0549: Efficacy and Safety of the SARS-CoV-2 Vaccine in Patients with Rheumatoid Arthritis

Esther Vicente-Rabaneda¹, María Torres², Miren Uriarte³, Patricia Quiroga-Colina³, Ainhoa Gutiérrez⁴, Ana Triguero⁵, Francisco Gutiérrez³, Noelia García³, Ana Romero-Robles³, Laura Cardeñoso⁴ and Santos Castañeda¹, ¹Division of Rheumatology, Hospital Universitario de La Princesa, IIS-Princesa, Madrid, Spain, ²Medical student, Hospital Universitario de La Princesa, Universidad Autónoma de Madrid, Madrid, Spain, ³Division of Rheumatology, Hospital Universitario de La Princesa, Madrid, Spain, ⁴Division of Microbiology, Hospital Universitario de La Princesa, Madrid, Spain, ⁵Hospital Universitario La Princesa, Madrid, Spain

Background/Purpose: To describe the efficacy and safety of the SARS-CoV-2 vaccine in a series of patients with rheumatoid arthritis (RA).

Methods: Retrospective observational study of RA patients, fulfilling the ACR/EULAR 2010 classification criteria, vaccinated against the SARS-CoV-2 virus from December 2020 to October 2021, who had post-vaccination serology and subsequent follow-up for a minimum of 6 months in a university hospital.
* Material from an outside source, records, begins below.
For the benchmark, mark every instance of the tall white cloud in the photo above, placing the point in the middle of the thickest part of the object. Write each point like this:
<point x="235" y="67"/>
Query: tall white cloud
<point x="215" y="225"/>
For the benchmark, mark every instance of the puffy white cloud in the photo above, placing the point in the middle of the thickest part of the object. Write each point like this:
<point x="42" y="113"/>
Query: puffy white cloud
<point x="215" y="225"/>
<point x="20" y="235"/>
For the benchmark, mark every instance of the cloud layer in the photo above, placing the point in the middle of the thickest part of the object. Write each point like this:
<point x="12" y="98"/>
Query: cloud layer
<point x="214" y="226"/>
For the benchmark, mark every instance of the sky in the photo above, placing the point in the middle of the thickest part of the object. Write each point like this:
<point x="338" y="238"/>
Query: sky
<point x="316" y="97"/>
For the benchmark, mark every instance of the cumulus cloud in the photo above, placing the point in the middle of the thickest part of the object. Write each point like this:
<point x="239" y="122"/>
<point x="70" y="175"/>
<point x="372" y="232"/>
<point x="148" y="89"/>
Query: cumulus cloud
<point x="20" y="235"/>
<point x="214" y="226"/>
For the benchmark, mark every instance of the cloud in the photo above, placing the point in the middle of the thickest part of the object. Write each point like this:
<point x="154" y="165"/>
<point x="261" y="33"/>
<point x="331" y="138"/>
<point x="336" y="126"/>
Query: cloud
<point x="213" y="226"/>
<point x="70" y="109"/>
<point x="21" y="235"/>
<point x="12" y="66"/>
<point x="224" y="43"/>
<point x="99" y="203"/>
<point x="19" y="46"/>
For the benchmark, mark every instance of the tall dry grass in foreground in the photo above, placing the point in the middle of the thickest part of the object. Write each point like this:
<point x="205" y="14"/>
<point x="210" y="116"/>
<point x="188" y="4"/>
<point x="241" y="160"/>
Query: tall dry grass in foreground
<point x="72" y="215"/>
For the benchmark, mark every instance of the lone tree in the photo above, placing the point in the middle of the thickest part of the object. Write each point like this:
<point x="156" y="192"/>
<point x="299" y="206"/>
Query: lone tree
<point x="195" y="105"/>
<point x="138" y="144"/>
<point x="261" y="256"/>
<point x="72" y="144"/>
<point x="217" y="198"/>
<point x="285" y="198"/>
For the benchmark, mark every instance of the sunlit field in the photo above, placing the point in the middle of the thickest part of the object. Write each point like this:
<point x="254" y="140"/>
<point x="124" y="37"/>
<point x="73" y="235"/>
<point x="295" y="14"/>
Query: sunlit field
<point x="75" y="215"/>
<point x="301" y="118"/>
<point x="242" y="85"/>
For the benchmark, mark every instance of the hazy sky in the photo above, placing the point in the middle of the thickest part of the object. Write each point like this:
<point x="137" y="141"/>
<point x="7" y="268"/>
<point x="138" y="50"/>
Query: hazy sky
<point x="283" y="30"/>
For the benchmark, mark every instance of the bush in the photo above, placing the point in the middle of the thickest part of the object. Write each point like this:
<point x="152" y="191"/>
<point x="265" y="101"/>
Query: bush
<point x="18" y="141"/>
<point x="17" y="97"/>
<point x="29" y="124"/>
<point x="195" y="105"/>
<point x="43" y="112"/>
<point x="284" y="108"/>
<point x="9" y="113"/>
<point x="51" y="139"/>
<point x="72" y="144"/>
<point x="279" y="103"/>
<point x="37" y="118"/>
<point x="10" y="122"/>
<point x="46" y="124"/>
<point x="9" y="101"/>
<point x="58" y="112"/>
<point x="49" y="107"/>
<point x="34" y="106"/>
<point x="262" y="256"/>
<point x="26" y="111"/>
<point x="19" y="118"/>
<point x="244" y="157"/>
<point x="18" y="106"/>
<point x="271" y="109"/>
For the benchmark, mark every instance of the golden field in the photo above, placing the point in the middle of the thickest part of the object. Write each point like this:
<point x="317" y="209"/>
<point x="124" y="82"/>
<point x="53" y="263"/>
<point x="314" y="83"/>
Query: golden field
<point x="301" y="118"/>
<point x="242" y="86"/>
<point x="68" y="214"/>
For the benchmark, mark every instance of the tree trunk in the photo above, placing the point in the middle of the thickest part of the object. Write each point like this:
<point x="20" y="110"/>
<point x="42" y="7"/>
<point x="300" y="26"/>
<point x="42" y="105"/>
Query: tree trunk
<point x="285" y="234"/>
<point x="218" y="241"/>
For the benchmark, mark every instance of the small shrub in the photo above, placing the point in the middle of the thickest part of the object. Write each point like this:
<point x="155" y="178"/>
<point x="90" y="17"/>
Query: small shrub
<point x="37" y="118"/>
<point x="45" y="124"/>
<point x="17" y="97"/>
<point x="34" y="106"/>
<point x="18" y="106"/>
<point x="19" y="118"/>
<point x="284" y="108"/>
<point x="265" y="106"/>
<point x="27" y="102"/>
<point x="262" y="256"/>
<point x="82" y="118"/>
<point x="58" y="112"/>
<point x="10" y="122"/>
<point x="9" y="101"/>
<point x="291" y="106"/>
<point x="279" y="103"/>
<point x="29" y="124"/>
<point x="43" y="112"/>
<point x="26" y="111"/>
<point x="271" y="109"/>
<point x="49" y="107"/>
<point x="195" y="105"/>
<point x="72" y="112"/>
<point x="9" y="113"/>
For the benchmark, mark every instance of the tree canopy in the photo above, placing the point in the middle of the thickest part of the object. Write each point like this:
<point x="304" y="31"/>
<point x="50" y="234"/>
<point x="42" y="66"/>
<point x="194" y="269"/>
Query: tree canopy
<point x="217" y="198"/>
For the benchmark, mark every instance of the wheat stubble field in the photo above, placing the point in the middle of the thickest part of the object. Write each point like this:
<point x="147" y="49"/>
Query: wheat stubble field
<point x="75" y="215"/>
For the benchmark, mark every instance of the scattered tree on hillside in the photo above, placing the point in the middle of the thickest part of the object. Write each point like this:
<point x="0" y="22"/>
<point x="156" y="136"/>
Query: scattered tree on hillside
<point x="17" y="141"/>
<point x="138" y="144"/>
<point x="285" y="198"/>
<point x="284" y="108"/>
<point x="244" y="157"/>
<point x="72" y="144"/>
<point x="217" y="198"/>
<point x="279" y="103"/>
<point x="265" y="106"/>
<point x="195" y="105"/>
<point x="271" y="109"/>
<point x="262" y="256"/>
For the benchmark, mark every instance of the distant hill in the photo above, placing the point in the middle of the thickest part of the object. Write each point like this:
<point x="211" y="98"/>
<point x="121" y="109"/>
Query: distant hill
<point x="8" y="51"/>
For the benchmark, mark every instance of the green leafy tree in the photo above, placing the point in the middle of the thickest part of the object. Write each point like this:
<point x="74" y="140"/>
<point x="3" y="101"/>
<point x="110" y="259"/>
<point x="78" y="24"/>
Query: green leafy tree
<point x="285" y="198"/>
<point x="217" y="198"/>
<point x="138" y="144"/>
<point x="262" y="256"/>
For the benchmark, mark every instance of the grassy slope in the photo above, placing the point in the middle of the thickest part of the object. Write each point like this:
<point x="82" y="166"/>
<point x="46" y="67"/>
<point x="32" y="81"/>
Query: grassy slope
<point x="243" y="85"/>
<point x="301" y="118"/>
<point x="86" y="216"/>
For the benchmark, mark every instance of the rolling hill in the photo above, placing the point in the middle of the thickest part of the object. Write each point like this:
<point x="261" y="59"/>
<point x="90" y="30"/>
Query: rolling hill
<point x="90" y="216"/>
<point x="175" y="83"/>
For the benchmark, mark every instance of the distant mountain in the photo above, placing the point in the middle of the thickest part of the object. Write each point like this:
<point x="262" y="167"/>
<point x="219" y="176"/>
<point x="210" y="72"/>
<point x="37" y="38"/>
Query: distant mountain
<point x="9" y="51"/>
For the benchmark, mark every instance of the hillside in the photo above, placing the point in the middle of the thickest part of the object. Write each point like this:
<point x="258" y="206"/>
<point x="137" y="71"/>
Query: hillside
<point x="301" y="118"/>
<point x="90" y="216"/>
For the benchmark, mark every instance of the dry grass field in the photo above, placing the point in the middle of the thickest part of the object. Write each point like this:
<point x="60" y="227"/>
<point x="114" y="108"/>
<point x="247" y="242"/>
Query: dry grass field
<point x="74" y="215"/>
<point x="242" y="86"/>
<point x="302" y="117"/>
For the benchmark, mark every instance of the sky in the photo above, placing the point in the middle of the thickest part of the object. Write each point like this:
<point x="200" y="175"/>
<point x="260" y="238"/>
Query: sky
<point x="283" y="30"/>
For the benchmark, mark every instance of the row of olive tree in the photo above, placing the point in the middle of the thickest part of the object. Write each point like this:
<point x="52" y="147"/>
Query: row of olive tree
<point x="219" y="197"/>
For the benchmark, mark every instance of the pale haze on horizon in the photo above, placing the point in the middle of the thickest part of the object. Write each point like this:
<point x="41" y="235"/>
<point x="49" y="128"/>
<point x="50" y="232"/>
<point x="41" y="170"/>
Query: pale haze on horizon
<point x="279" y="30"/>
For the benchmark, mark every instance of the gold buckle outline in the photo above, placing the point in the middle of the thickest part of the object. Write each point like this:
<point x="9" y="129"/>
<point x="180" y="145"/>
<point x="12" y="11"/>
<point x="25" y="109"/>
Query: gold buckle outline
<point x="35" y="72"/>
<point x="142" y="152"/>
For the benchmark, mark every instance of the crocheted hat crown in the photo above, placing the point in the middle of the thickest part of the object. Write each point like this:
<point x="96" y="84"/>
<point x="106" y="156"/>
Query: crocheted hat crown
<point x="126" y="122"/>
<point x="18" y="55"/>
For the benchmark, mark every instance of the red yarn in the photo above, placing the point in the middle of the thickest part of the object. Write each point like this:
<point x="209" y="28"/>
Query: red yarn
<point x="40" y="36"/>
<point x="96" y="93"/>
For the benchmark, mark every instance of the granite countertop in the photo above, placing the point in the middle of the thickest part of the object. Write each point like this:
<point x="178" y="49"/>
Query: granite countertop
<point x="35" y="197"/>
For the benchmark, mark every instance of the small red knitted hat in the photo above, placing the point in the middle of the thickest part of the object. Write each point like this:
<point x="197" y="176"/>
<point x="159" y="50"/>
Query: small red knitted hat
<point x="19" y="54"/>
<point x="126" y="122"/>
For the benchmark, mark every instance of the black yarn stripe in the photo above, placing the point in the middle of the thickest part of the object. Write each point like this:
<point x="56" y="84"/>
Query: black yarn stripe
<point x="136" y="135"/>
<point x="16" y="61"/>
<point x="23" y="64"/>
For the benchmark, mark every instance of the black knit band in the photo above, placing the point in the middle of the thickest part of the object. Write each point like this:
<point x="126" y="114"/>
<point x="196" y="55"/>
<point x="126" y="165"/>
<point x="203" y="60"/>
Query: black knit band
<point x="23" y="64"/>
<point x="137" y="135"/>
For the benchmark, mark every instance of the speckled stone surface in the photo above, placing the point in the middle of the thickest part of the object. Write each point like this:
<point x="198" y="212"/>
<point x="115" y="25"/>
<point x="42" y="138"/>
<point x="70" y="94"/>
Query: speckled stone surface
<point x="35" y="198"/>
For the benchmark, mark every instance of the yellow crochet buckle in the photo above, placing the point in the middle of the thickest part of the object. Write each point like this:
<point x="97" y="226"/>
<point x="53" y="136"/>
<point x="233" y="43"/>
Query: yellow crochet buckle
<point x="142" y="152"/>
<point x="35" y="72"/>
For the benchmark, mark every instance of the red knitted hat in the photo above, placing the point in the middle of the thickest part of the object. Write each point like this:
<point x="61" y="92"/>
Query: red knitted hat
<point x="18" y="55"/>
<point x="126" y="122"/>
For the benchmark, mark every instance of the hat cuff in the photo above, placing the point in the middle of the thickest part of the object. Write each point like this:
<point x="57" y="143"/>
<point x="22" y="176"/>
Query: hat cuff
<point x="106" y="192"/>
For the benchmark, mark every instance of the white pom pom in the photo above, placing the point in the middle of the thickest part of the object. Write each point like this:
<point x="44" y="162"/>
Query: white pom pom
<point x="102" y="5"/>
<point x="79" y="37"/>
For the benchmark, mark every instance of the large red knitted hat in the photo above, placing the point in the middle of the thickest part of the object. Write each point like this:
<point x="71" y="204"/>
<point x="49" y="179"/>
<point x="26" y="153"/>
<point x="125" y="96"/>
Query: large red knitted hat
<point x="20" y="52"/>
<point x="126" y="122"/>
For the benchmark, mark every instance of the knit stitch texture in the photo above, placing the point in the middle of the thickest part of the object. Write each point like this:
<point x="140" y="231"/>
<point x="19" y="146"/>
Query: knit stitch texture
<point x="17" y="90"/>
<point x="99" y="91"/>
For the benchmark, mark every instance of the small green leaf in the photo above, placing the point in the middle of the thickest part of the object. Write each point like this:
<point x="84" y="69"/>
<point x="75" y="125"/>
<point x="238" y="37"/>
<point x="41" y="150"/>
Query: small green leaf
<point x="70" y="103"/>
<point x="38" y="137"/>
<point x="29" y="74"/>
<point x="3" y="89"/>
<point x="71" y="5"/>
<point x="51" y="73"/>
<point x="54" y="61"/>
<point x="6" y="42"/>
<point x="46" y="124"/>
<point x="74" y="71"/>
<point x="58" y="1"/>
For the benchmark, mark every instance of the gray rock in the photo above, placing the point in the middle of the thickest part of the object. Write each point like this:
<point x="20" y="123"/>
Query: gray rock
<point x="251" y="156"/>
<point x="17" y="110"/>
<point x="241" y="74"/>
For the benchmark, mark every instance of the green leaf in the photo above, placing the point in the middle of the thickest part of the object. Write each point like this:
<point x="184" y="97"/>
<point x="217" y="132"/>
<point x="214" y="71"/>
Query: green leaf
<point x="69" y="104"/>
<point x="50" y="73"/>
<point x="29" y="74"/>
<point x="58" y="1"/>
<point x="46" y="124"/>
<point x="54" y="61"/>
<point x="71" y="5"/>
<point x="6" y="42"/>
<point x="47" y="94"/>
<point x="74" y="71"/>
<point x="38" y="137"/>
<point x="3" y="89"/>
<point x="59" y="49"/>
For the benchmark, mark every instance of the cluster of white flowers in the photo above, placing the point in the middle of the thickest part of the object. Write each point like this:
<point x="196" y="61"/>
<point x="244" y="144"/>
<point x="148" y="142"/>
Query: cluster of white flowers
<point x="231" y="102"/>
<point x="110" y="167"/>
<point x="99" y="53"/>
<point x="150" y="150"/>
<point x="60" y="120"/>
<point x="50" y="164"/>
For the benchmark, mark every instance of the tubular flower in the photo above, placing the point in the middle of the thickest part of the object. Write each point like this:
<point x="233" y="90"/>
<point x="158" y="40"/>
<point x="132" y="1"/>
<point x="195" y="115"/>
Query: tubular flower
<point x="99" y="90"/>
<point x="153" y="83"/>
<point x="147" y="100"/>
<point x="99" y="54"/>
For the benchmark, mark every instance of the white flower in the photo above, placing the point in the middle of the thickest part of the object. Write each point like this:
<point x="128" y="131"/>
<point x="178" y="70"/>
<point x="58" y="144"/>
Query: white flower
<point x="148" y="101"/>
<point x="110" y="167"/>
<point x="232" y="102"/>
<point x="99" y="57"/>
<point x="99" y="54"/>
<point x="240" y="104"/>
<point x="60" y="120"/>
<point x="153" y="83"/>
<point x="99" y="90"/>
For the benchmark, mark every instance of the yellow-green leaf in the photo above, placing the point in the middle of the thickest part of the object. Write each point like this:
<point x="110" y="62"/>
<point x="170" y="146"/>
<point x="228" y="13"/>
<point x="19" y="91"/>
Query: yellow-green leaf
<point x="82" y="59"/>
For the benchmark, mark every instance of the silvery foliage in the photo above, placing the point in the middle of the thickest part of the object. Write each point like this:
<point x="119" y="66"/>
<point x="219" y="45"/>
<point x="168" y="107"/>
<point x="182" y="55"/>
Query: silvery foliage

The efficacy and effectiveness of the vaccine was evaluated by analyzing the serological response (anti-SARS-CoV-2 IgG antibodies) and the incidence of post-vaccination SARS-CoV-2 infection. Vaccine safety was investigated recording adverse events and RA flares. Logistic and linear multivariate regression analyzes adjusted for age, sex, and time elapsed from vaccination to serological determination were used to identify factors associated with vaccine response. Statistical analysis was carried out with Stata® and significance was set at p< 0.05.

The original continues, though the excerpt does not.